The test item Bismuth(III) trinitrate, pentahydrate caused opacity and permeability of the corneae compared with the results of the negative control. The calculated in vitro score was 435.13 and therefore, the test item was classified as very severe eye irritant.

Interpretation of results:
Category 1 (irreversible effects on the eye)
Remarks:
Migrated information Criteria used for interpretation of results: EU
Conclusions:
The test item Bismuth(III) trinitrate, pentahydrate caused opacity and permeability of the corneae compared with the results of the negative control. The calculated mean in vitro score was 435.13 and therefore, the test item was classified as very severe eye irritant.

In conclusion, it can be stated that in this study and under the experimental conditions reported, the test item Bismuth(III) trinitrate, pentahydrate is considered to be a very severe eye irritant.
Executive summary:

This in vitro study was performed to assess the corneal irritation and damage potential of Bismuth(III) trinitrate, pentahydrate by means of the BCOP assay using fresh bovine corneae.

After a first opacity measurement of the fresh bovine corneae (t0), the 20% (w/v) suspension in saline (0.9% (w/v) NaCl in deionised water) of the test item Bismuth(III) trinitrate, pentahydrate, the positive, and the negative controls were applied to corneae and incubated for 240 minutes at 32 ± 2 °C. The posterior chamber contained MEM medium supplemented with sodium bicarbonate and L-glutamine and 1% fetal calf serum (FCS) (complete medium = cMEM). After the incubation phase the test item, the positive, and the negative controls were each rinsed from the corneae and opacity was measured again (t240).

After the opacity measurements permeability of the corneae was determined while application of 1 mL of a fluorescein solution for 90 minutes at 32 ± 2 °Cin a horizontal position. The liquid coming out was measured spectrophotometrically.

With the negative control (0.9% NaCl solution) neither an increase of opacity nor permeability of the corneae could be observed.

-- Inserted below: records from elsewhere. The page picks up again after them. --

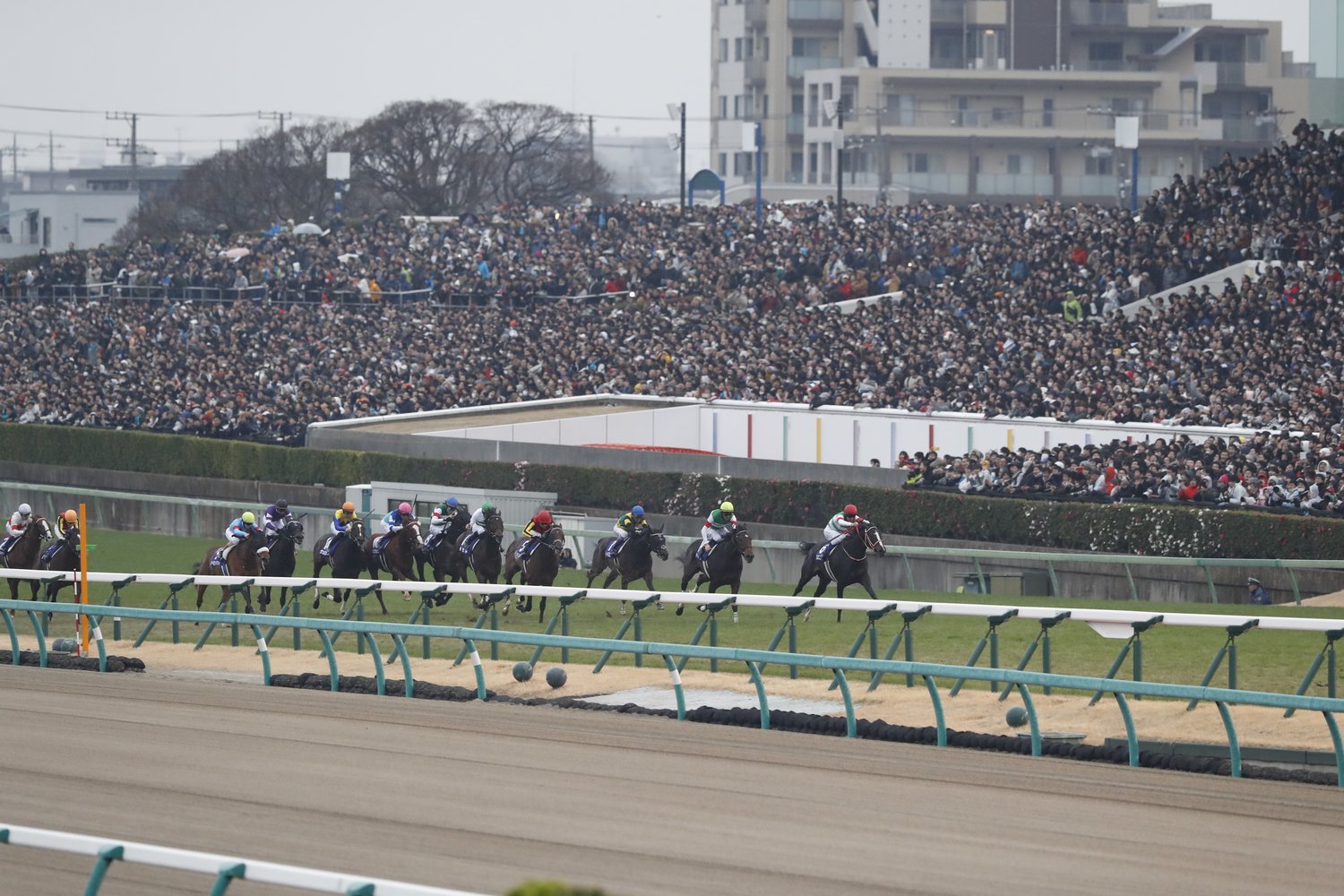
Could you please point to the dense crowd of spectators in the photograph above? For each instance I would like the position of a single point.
(1002, 311)
(1262, 470)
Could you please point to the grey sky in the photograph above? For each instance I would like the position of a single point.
(349, 59)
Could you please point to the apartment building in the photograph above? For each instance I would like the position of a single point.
(995, 99)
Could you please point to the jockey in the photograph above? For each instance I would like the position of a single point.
(276, 517)
(715, 528)
(238, 532)
(340, 525)
(537, 530)
(66, 524)
(444, 516)
(398, 517)
(15, 527)
(839, 527)
(478, 525)
(626, 525)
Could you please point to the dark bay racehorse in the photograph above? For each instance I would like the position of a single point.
(538, 567)
(441, 556)
(725, 563)
(397, 556)
(484, 557)
(26, 551)
(346, 562)
(282, 559)
(847, 563)
(633, 562)
(242, 560)
(62, 556)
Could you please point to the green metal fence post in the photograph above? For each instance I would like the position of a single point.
(909, 637)
(107, 856)
(991, 637)
(226, 876)
(1043, 635)
(1327, 653)
(1226, 650)
(636, 606)
(1132, 643)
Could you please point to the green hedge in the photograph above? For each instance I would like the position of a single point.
(1128, 528)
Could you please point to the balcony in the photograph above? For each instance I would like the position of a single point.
(801, 65)
(816, 11)
(1083, 13)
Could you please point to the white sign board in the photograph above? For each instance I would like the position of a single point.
(1126, 132)
(338, 166)
(747, 136)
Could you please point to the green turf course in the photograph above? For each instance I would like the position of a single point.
(1271, 661)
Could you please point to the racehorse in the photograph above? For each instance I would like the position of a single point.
(24, 552)
(441, 557)
(633, 562)
(847, 563)
(725, 563)
(244, 560)
(397, 556)
(62, 556)
(282, 559)
(538, 567)
(347, 560)
(484, 557)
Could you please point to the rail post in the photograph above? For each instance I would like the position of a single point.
(991, 637)
(1134, 643)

The positive control (10% (w/v) Benzalconium chloride) showed clear opacity and distinctive permeability of the corneae and therefore, is classified as very severe eye irritant.

The test item Bismuth(III) trinitrate, pentahydrate caused opacity and permeability of the corneae compared with the results of the negative control. The calculated mean in vitro score was 435.13 and therefore, the test item was classified as very severe eye irritant.

 

In conclusion, it can be stated that in this study and under the experimental conditions reported, the test item Bismuth(III) trinitrate, pentahydrate is considered to be a very severe eye irritant.

Endpoint conclusion
Endpoint conclusion:
adverse effect observed (irritating)

Respiratory irritation

Endpoint conclusion
Endpoint conclusion:
no study available

Additional information

The results of an available in vitro skin irritation study (human skin model) with bismuth (III) trinitrate pentahydrate indicate that this substance is not irritating to skin.

Results of an available in vitro eye irritation study (bovine cornea) with bismuth (III) trinitrate pentahydrate indicate that the substance is severely irritating to eyes. An in vivo study with this substance can not be conducted, since the pH value of a bismuth (III) trinitrate pentahydrate solution was determined to be below 2. Therefore, the study was not performed according to the animal welfare recommendations and to the OECD 405 guidelines.


Justification for selection of skin irritation / corrosion endpoint:
Only one study is available

Justification for selection of eye irritation endpoint:
Only one study is available

Effects on eye irritation: corrosive

Justification for classification or non-classification

Based on experimental results, bismuth (III) trinitrate pentahydrate requires no classification as irritating to skin in accordance with regulation (EC) No.: 1272/2008.

Based on experimental results, bismuth (III) trinitrate pentahydrate requires classification as causing serious eye damage (category 1) in accordance with regulation (EC) No.: 1272/2008.